I got there an hour after I wanted to be–and technically a half an hour later than they’d asked me to–but I’d emailed while I was stuck in a miserable interstate traffic jam to let them know what was going on, and they were very gracious about it.

So I sat. Nervous. Terrified, even; in a little conference room with professional, older women who had official businesses or doctorates. And I tried not to be incredibly stressed and panicked.

But all went well, dear readers! I think I did rather okay. If you’d like to see my interview, the link is right here.

They misspelled my name, but I’ll forgive ’em.

“Just Another Book”

I often feel this is the attitude people take with me. Lexi published another book, look at that. Way to go. I might read it if you give me a copy.

While writing does get “easier” with practice, I find each book just as miraculous as the first. I remember publishing my first book. Everything was new and exciting, and it was thrilling. This may not be “new”, but it’s still exciting, is it not?

Steady didn’t just appear on my computer, and the cover didn’t just spawn from the ground. It took hard work to write, hard work to edit, and hard work to publish. I wasn’t the only one working towards getting this book on the market.

So, here it is. Midnight, and I’ve published another book. I refuse to look upon this with monotony. This is a beautiful thing! The cover is lovely, thanks to my dear friend; and it’s free of errors, thanks to several other people.

I hope you’ll take the time to look into it. This book is dear to me, because my characters are growing up. When I was first designing the plot, it was depressing for me, because they’ve been my babies for so long. The book itself isn’t depressing, but it was hard for me, in some cases.

If you’ve read any of my other books, you’ll definitely want to check this one out.

Camping, and Working, and Camping, Oh My!

When I started this summer, I knew one thing was certain: I was going to be extremely busy. I would be at camp working three weeks and as a camper one week; and when I wasn’t at camp, I would be babysitting.

The first week of camp was a media week. I’ve been working in the media assistant position for years, and it was an easy week, for the most part. Week 2, I was a junior counselor.

Now, to understand the enormity of that statement, you have to know that I haven’t been in a cabin since my first summer working. This is my fourth summer. The one time I was in a cabin was as a Counselor in Training, before I became ill and consequently couldn’t be in cabins,

So, my first experience as an official junior counselor was in my last summer working. And goodness, was it an experience. I had eight girls in my cabin, and it was a struggle-filled week. None of them seemed interested in learning about God or faith. There was extreme spiritual warfare going on. The single great bright spot was one of them accepting God for the first time.

Only a few weeks later, I was put in a cabin again, with one of my closest friends as my senior. This week seemed to go exponentially better. Every girl already had a relationship with Christ, and the vast majority were hungry for God and for growth. It went superbly. Much of the week was encouraging them to join the same program I am in at camp. All but two are applying.

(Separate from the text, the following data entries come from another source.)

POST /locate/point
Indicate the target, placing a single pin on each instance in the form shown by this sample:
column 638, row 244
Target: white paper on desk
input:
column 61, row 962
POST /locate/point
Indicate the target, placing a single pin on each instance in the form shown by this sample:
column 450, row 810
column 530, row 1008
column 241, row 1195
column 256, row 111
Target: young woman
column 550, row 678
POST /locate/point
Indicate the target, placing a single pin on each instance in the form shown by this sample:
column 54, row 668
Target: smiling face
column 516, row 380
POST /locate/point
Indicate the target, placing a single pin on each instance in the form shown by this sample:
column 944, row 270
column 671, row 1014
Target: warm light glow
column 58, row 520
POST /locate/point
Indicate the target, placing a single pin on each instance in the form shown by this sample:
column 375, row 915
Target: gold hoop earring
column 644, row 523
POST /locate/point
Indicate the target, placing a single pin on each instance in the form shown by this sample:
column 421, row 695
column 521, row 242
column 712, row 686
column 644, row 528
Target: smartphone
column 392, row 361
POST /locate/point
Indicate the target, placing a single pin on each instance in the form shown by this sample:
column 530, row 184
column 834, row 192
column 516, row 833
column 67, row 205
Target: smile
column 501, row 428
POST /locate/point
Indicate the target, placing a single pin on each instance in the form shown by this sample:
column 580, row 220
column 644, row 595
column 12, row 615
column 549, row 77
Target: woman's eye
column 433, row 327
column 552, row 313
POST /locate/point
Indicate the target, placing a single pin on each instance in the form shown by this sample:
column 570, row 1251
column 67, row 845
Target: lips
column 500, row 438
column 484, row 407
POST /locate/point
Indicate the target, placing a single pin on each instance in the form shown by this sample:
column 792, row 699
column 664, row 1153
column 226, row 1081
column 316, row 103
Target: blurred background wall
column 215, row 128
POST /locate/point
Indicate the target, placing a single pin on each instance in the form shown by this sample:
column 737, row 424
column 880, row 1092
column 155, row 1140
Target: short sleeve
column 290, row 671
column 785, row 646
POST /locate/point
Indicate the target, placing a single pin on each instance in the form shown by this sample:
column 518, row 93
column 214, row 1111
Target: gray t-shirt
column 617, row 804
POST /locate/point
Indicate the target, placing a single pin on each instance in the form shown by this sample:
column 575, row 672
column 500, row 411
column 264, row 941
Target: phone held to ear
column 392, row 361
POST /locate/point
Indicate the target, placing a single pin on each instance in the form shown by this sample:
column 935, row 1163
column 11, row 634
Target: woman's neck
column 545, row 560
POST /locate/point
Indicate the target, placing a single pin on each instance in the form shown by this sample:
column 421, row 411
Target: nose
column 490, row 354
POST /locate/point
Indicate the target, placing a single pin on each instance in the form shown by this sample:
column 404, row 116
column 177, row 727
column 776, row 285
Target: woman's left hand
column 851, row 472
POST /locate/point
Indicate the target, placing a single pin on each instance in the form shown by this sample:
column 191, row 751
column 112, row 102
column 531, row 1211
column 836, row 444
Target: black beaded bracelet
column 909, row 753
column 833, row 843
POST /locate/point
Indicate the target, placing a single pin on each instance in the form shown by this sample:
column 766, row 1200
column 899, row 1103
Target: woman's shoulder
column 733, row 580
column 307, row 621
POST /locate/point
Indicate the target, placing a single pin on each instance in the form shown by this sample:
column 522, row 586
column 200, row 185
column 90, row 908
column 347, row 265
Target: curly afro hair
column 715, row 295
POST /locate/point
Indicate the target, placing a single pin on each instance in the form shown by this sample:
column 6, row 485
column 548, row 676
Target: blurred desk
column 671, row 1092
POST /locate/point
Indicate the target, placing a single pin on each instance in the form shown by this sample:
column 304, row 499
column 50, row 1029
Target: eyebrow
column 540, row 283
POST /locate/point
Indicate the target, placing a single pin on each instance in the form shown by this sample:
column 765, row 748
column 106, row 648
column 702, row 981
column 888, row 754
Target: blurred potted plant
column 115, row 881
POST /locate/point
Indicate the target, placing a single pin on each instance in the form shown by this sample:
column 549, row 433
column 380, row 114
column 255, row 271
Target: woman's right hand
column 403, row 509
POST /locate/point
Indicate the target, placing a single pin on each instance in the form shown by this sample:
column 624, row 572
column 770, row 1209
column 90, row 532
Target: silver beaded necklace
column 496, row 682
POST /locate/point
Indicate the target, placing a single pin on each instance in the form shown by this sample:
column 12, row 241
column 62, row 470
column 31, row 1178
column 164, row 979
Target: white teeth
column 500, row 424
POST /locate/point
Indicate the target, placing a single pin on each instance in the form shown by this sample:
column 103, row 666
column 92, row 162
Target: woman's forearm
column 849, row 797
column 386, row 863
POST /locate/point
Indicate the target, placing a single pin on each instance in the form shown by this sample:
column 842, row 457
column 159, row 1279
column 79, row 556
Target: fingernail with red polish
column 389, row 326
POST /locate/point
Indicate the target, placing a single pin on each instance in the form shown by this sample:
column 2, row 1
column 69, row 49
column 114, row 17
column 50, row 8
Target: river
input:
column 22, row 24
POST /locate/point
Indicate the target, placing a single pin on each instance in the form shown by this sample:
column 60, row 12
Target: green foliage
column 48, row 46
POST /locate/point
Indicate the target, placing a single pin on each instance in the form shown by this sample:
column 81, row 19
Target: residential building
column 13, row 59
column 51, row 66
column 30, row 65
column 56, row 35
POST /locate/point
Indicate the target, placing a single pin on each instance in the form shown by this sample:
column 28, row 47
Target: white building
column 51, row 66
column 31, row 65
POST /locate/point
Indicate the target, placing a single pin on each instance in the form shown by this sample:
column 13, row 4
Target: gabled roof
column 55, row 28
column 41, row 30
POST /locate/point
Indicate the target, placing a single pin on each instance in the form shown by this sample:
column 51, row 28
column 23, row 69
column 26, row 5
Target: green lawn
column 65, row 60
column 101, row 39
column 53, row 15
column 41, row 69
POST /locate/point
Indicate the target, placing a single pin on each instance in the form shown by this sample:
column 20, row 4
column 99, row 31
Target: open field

And then this past week, I was a camper. The second I walked in the door, I sensed something was off. And it was that moment that I decided I didn’t want to be at camp. I was thrilled to be there for chapel, but that was all. God put it on my heart that I was to be ministering to the other girls in my cabin, whether I wanted to be there or not. Just because I wasn’t staff didn’t mean I wasn’t still a servant of God.

Long story short, our cabin went into a time of extreme spiritual warfare towards the end of the week. I told you I sensed something off when I came inside the cabin–and that “off” thing was the devil in the spiritual realm. Our girls banded together to pray into the lives of one of our sisters-in-Christ, and it was powerful.

Then I came home and crashed.

Camp was an adventure this summer, but I certainly grew.